A sad smile tugs at her mouth.

“You really believe that?”

“I believe we owe ourselves the chance to find out.”

She looks away.

I step closer. “I'm not asking you to quit your job. I'm not asking you to marry me. Hell, I'm not even asking you to be my girlfriend.”

That earns a reluctant laugh.

“Then what are you asking?”

“One date. Back home. In the real world.” I lace my fingers through hers. “If we're a disaster, you can tell me I was wrong.”

“And if we're not?”

My heart pounds.

“Then we'll figure out the next step when we get there.”

For a long moment, neither of us says anything.

The sounds of the airfield continue around us—the chest-rattling rumble of planes taking off, the chatter of the other passengers who are definitely not pretending to listening, the rhythmic thumping of suitcases hitting the tarmac. Life moving forward while mine hangs in the balance.

Cari studies me like she's searching for the catch. For the reason this won't work. For the reason she should walk away.

“What if you're wrong?” she asks quietly.

I smile. “Then you'll get the satisfaction of saying I told you so.”

A reluctant laugh escapes her. “That's a dangerous offer.”

“I'm willing to risk it.”

Her eyes soften.

And just like that, I see it. The moment she stops looking for reasons to leave. The moment she starts considering reasons to stay. Not forever. Not even for next month.

Just one date. One chance. One beginning.

“You're really not going to let this go, are you?”

“Absolutely not.”

Cari shakes her head, but she's smiling now. “Stubborn.”

“Persistent.”

“Annoying.”

“Handsome.”

She laughs again, the sound warm and familiar and already my favorite thing in the world.

“Fine.”

The single word hits me like a body check.

“Fine?” I repeat.

“One date.”

I grin. “One date.”

“Back in the real world.”

“In the real world.”

“No grand declarations.”

I wince. “Can I keep some of the declarations?”

“No.”

“Worth a shot.”

She rolls her eyes, but her fingers slide between mine. The gesture is small. Simple. Somehow it feels bigger than anything that's happened between us all week.

“Okay,” she says softly.

“Okay.”

Neither of us moves. Neither of us seems willing to be the one who ends the moment.
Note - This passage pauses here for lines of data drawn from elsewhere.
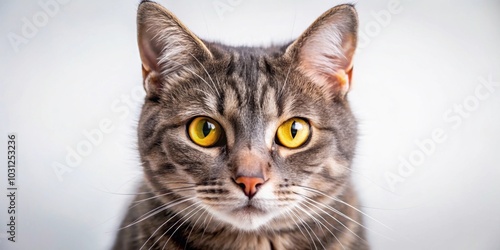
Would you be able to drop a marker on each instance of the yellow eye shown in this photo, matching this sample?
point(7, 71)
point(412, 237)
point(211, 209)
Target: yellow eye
point(293, 133)
point(204, 131)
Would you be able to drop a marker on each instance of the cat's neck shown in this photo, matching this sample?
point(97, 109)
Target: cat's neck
point(185, 227)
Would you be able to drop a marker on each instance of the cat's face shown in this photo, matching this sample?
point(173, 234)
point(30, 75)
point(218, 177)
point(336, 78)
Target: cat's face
point(250, 136)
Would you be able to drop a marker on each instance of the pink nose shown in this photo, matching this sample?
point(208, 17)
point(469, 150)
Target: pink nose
point(249, 185)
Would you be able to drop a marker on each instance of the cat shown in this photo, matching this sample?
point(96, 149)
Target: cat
point(245, 147)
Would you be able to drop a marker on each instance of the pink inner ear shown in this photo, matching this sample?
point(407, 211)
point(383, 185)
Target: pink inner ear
point(326, 58)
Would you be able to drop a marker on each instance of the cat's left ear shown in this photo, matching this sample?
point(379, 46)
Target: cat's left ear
point(324, 52)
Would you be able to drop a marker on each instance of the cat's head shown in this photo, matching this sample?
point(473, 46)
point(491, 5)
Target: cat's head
point(247, 135)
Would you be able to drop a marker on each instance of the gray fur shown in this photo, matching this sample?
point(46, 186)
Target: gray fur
point(249, 91)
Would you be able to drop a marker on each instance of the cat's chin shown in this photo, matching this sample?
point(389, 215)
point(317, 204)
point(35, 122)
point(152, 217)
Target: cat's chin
point(247, 218)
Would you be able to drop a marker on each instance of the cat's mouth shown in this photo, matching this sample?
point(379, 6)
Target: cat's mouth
point(251, 209)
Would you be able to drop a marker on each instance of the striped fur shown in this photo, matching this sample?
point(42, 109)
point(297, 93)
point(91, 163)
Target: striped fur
point(189, 199)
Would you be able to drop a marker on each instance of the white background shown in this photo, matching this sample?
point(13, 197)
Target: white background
point(81, 64)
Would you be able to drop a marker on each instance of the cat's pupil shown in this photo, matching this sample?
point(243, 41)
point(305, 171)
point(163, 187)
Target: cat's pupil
point(295, 128)
point(207, 128)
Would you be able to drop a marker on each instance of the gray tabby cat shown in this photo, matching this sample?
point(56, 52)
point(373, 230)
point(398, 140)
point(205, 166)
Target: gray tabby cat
point(245, 148)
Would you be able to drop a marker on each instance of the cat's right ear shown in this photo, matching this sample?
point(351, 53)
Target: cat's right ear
point(168, 49)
The cool Boston breeze lifts a strand of hair across her cheek. I reach up and tuck it behind her ear, letting my hand linger against her face. Cari leans into the touch.

My chest tightens. Fuck, I'm done for.

I dip my head, giving her every opportunity to pull away. She doesn't.

Instead, she closes the distance herself.

Her lips find mine in a kiss that feels completely different from every other one we've shared. Not desperate. Not reckless. Not fueled by stolen vacation days and an expiration date hanging over our heads.

This one feels like possibility. Like a promise neither of us is ready to make out loud.

I slide my hand to the back of her neck, deepening the kiss as she rises onto her toes. She smiles against my mouth, and I can't help smiling back.

When we finally break apart, we're both a little breathless.

“A date,” she reminds me.

I brush my forehead against hers. “A date.”

“Don't make me regret this.”

“Too late.”

Her eyes narrow. “Brody.”

I laugh and steal one more quick kiss.

The smile she gives me afterward is brighter than the sun overhead.

For the first time since she walked into my life, I don't know exactly what comes next.

But that's okay.

Because for the first time, we're heading toward it together.